The Music of life
Music is ingrained in our lives from the melodic chirping of birdsong to lullabies crooned to sleepy toddlers. We celebrate with music, we mourn with music. Even some dogs like to sing; or maybe they just howl to get us to stop. My house was always filled with music, especially when five of my six kids were teenagers. It was the late 70's but we all loved to sing songs from the 60's as well; Elvis Presley was an icon in our home.
My oldest daughter Kim played guitar and wrote songs, and her sisters and I sang along, sometimes taping ourselves on cassettes with a little red recorder. We all cried while singing “Teen Angel,” but couldn't stop singing it. That song would prove an omen of the day when we’d have our own Teen Angel.
Dante could play any instrument and song by ear, even classical music like Beethoven and Bach — where did he hear that? Kelly sang in the school choir and Noelle played the trumpet in the band. The rest of us were not musically talented but I did know if a note was flat. I taught myself to play the guitar years before but when I could go no further I taught Kim who was six years old at the time. She quickly surpassed me.

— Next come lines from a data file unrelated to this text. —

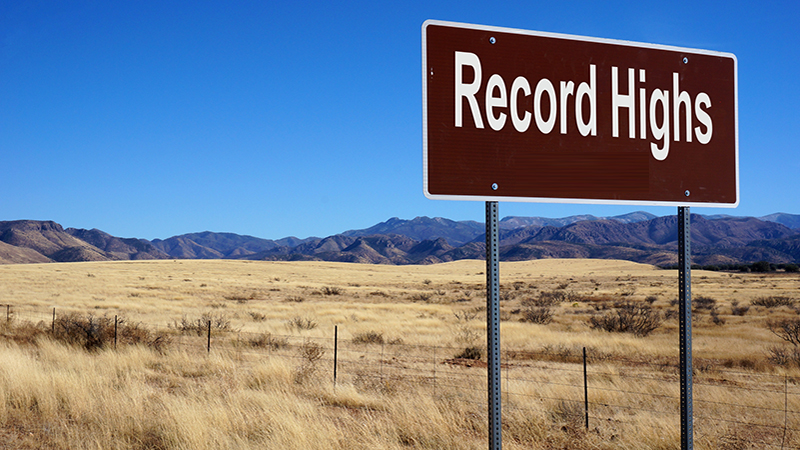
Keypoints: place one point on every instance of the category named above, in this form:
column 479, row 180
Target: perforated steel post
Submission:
column 685, row 326
column 493, row 324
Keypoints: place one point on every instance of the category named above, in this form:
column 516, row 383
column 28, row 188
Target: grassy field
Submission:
column 267, row 382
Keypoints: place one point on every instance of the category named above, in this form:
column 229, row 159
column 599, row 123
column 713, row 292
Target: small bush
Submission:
column 267, row 340
column 786, row 329
column 369, row 337
column 301, row 323
column 200, row 325
column 782, row 356
column 701, row 302
column 421, row 297
column 541, row 316
column 94, row 333
column 257, row 316
column 639, row 319
column 773, row 301
column 331, row 290
column 470, row 353
column 546, row 299
column 740, row 310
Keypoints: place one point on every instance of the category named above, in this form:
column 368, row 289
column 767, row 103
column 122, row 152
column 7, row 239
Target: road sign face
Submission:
column 514, row 115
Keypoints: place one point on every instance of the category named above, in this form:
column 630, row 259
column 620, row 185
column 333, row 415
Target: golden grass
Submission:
column 403, row 393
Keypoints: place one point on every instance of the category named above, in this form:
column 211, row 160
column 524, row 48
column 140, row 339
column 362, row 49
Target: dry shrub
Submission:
column 23, row 332
column 639, row 319
column 783, row 356
column 332, row 290
column 94, row 333
column 301, row 323
column 267, row 340
column 547, row 299
column 199, row 326
column 368, row 337
column 786, row 329
column 702, row 302
column 541, row 316
column 739, row 310
column 310, row 354
column 470, row 353
column 773, row 301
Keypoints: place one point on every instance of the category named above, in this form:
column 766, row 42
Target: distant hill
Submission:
column 208, row 245
column 638, row 237
column 26, row 241
column 790, row 220
column 425, row 228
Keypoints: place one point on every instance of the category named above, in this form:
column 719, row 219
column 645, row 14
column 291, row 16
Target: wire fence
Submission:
column 579, row 386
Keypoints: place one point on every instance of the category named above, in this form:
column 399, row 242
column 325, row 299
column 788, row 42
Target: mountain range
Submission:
column 638, row 236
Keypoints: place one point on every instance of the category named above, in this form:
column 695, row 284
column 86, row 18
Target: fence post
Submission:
column 434, row 370
column 382, row 363
column 335, row 352
column 585, row 391
column 785, row 407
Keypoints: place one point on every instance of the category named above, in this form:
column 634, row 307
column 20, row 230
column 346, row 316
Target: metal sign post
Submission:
column 521, row 115
column 685, row 327
column 493, row 324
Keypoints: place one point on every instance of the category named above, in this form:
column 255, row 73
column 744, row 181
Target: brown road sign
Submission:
column 527, row 116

I did love to sing, albeit off key, and sang Baptist spirituals and folk songs like "I Gave My Love a Cherry,” and my favorite country-western songs. I could do a fair “Love Me Tender,” or so I thought. Noelle burst in from school one day to show me her new trumpet by blasting me with a few earsplitting notes. “Can you play “Long, Long Ago, Far, Far Away?” I asked. When the joke finally the hit her, she just laughed. Thankfully we had an acre of land and no close neighbors – although I thought I heard the dairy cows from the nearby barn mooing backup up one day.
On a sunny late summer day 14-year-old Noelle was singing and dancing down our country lane, on her way to a concert at the nearby park with her girl friend. I knew she was meeting her first puppy love, a cute, blue-eyed, shaggy haired boy named Chuck. Within moments, a drunk driver struck her and left her face down on the side of the road. That day the music died – except for the mournful dirge of the church organ on the day of her funeral.
It was a few months later when her younger sister Nicole’s 11th birthday was coming up. I had to convince her to have her party at the Roller Skating Rank where the girls had spent so many good times skating to the hit tunes and a few oldies. She felt guilty but agreed to go. As she and her friends ate pizza and drank soda, I turned to gaze at the skating rink. For a few brief moments I saw Noelle, dancing on skates smiling and full of life. I was mesmerized. I blinked, and the vision was gone, but I heard a line from the stereo playing the song, “American Pie,” by Don McLean . . .” The Day the Music Died.”